Image: iStock/Drazen_
If you’re applying for a job these days, there’s a growing chance that your first interview won’t be with a human. The initial weeding out of job candidates is yet another area into which artificial intelligence is beginning to venture.
The commercial real estate giant JLL hasn’t gone that far, but it’s nevertheless using AI as a tool for improving workforce hiring, recruiting and efficiency, especially for the procurement function.
AI is already proving its mettle at sorting through stacks of resumes to find the candidates who best match the company’s hiring requirements, says chief procurement officer Michael Raphael.
The success of the tool, of course, depends entirely on the quality of information that’s fed into it. Raphael says JLL’s hiring managers first must build the specific criteria on which the AI model will rely, in order for it to spot the most promising candidates.
What AI isn’t doing — at least for now — is stepping in and conducting JLL’s initial job interviews. The latest iteration of generative AI is perfectly capable of doing so, although most job candidates would likely argue that the results fall short of fully replicating human speech and interaction.
The question to consider, Raphael says: “Are we taking something that should be a personal experience and making it impersonal?” And, given that JLL isn’t filling thousands of positions each week, AI’s ability to cull in that way isn’t required.
What the technology can do is help equip JLL’s client account teams with suitable individuals, as part of its outsourcing service, as well as select the best candidates for its extensive intern program. With AI, Raphael says, “we’re making sure that the CV matches with what we want.”
JLL is very much invested in developing AI internally, having created its own in-house version of ChatGPT. And the system’s value is extending well beyond the recruiting and hiring function. “It’s a tool that we can put our own proprietary information into, and feel that confidential information isn’t going outside the firm,” Raphael says.

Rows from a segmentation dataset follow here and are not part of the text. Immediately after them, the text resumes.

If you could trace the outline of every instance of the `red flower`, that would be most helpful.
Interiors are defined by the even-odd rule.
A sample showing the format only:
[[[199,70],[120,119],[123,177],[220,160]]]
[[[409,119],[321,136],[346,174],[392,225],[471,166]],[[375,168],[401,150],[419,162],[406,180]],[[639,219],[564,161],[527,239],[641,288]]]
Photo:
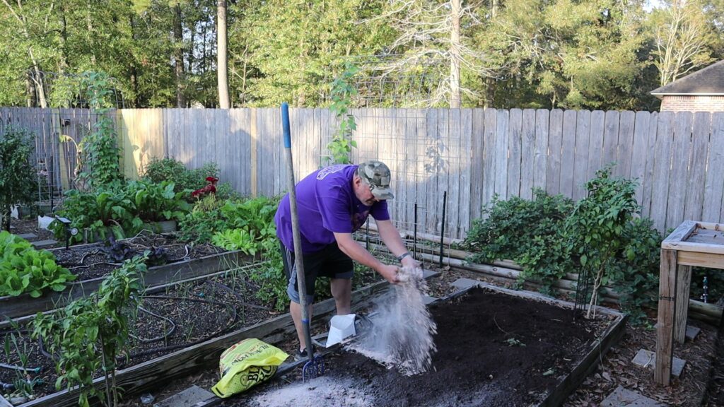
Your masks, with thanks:
[[[206,181],[209,184],[203,188],[199,188],[191,193],[191,198],[198,198],[206,195],[207,193],[216,193],[216,182],[219,182],[219,178],[214,177],[206,177]]]

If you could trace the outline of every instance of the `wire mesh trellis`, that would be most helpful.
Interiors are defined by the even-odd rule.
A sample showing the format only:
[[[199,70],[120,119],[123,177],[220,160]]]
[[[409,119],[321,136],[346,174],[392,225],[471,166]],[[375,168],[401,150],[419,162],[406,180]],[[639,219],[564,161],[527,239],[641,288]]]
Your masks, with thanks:
[[[440,100],[439,76],[424,62],[400,55],[353,56],[347,62],[357,70],[350,80],[356,90],[349,100],[356,125],[352,162],[379,159],[387,164],[395,191],[387,202],[393,224],[417,259],[442,266],[452,241],[446,213],[449,167],[459,159],[450,154],[459,151],[460,139],[442,119],[445,114],[439,119],[435,109],[431,114],[423,109]],[[342,119],[332,121],[329,134],[338,131]],[[324,158],[323,154],[321,164]],[[357,238],[368,249],[382,247],[369,222]],[[384,249],[379,254],[390,256]]]
[[[77,186],[78,143],[93,131],[101,114],[115,120],[112,111],[88,109],[88,88],[82,75],[30,71],[28,76],[33,84],[28,100],[42,99],[43,106],[51,107],[0,108],[0,135],[11,128],[24,129],[34,138],[31,160],[37,169],[38,199],[34,208],[21,208],[19,216],[53,212],[64,193]],[[114,82],[109,80],[111,89],[106,104],[122,107]],[[66,141],[61,141],[62,135],[67,136]]]

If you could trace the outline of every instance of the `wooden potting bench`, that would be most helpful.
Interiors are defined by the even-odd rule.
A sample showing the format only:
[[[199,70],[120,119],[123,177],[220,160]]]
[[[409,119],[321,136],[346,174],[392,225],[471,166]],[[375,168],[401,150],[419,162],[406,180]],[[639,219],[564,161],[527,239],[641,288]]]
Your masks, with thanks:
[[[724,224],[684,221],[661,243],[654,380],[669,385],[673,340],[683,343],[691,266],[724,269]]]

A possible tipping point is when the tool becomes so effective in responding to internal queries that it eliminates the need for some human hires altogether. One of JLL’s clients, for example, has an AI-created receptionist. The benefit of a virtual agent, Raphael says, is that “in all situations, it’s going to respond the way you want it to.”
For now, though, the chief role of AI at JLL remains that of an internal support mechanism for humans. Raphael says it serves as a mentoring tool, giving recent hires access to extensive information on procurement policy and procedures that would otherwise have to be conveyed by company veterans. “I want Michael as CPO to be able to get a similar experience to Suzy who joined two days ago, and doesn’t know anybody,” he says.

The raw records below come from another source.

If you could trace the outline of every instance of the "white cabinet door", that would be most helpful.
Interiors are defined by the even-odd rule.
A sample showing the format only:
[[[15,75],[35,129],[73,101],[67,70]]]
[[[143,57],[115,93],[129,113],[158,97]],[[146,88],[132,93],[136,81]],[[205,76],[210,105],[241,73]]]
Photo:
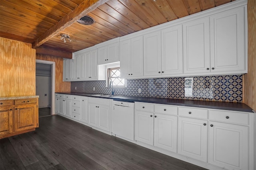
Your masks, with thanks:
[[[110,131],[110,107],[103,105],[99,105],[99,107],[98,127]]]
[[[95,127],[97,127],[98,107],[96,104],[88,104],[88,124]]]
[[[140,36],[131,39],[131,76],[143,76],[143,37]]]
[[[183,24],[184,73],[210,72],[208,18]]]
[[[58,114],[64,115],[65,114],[65,100],[63,99],[59,99],[59,111]]]
[[[207,161],[207,121],[179,117],[178,153]]]
[[[212,72],[245,70],[244,10],[239,8],[210,17]]]
[[[107,46],[107,63],[119,61],[119,42],[110,44]]]
[[[153,145],[154,113],[135,111],[135,140]]]
[[[182,25],[161,31],[162,75],[183,73]]]
[[[71,100],[68,99],[65,100],[64,115],[68,117],[71,116]]]
[[[177,117],[154,115],[154,145],[177,152]]]
[[[160,31],[143,35],[143,51],[144,76],[161,75]]]
[[[55,98],[55,113],[58,113],[59,112],[59,98]]]
[[[90,63],[90,78],[92,80],[98,80],[98,64],[97,63],[97,51],[94,50],[91,51]]]
[[[107,46],[103,46],[98,49],[98,64],[105,64],[107,61]]]
[[[209,124],[208,162],[223,168],[248,169],[248,127],[213,121]]]
[[[87,104],[88,98],[80,98],[80,120],[86,123],[88,123]]]
[[[131,40],[120,42],[120,71],[123,78],[131,76]]]

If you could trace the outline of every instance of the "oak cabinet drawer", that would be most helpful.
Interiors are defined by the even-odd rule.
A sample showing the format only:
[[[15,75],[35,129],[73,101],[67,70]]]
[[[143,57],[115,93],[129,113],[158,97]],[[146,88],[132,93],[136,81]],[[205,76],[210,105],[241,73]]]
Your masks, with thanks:
[[[75,119],[76,120],[79,120],[79,117],[80,115],[79,114],[76,113],[71,113],[71,118]]]
[[[178,115],[178,107],[165,104],[155,104],[155,112]]]
[[[30,98],[28,99],[16,99],[14,100],[15,105],[19,104],[30,104],[36,103],[36,98]]]
[[[79,96],[71,95],[71,100],[80,100],[80,97]]]
[[[71,111],[72,113],[76,113],[80,114],[80,108],[79,107],[72,107],[71,109]]]
[[[208,110],[190,107],[179,107],[179,115],[189,117],[207,119]]]
[[[80,107],[80,102],[76,100],[71,100],[71,105],[72,106]]]
[[[227,123],[249,125],[249,114],[245,113],[210,110],[209,119]]]
[[[154,112],[154,104],[135,102],[135,109],[144,111]]]
[[[13,105],[13,100],[0,100],[0,107]]]
[[[88,102],[100,104],[102,105],[110,106],[110,100],[98,98],[88,98]]]

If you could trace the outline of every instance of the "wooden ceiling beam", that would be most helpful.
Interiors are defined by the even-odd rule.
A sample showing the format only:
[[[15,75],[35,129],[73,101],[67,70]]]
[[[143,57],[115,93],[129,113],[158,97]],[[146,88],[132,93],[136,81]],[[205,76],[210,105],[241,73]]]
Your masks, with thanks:
[[[36,50],[37,54],[52,55],[66,59],[72,59],[72,53],[71,52],[58,50],[42,46],[36,48]]]
[[[97,7],[108,0],[84,0],[74,10],[60,21],[40,36],[32,44],[32,48],[36,49],[47,41],[60,31],[70,26],[81,17],[92,11]]]

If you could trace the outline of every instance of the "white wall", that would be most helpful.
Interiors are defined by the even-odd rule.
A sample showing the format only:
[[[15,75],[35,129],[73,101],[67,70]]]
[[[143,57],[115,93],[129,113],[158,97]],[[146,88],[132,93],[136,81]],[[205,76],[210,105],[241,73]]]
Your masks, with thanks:
[[[46,107],[51,104],[51,84],[50,76],[36,76],[36,94],[39,96],[39,108]]]

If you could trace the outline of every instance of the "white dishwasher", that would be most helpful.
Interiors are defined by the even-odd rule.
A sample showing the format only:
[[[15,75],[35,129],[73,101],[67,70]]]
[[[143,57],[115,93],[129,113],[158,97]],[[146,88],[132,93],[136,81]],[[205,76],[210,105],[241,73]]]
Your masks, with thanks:
[[[112,133],[117,137],[134,141],[134,102],[114,100],[112,105]]]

Think of it as a modern-day incarnation of the “expert systems” envisioned by scientists in the earliest days of AI development. But Raphael cautions that JLL GPT still has a way to go before matching the knowledge base of people, and conveying that information in the most effective manner.
One of the system’s shortcomings, he says, is that many of its responses can be frustratingly verbose. “All of the content is real,” Raphael says, “but is it relevant to me as an individual? Does repeating things three different ways add value?”
So, can an individual applying for work at JLL forever be assured that its initial interaction with the company will be with a human, not an AI bot? Never say never, Raphael suggests.
“Perhaps as things progress, we may start using AI for the interview process,” he says. In any case, he adds, the experience of being grilled by AI might not seem so creepy to a younger generation that’s accustomed to existing in a virtual world — with “characters” that previously have been confined to video games.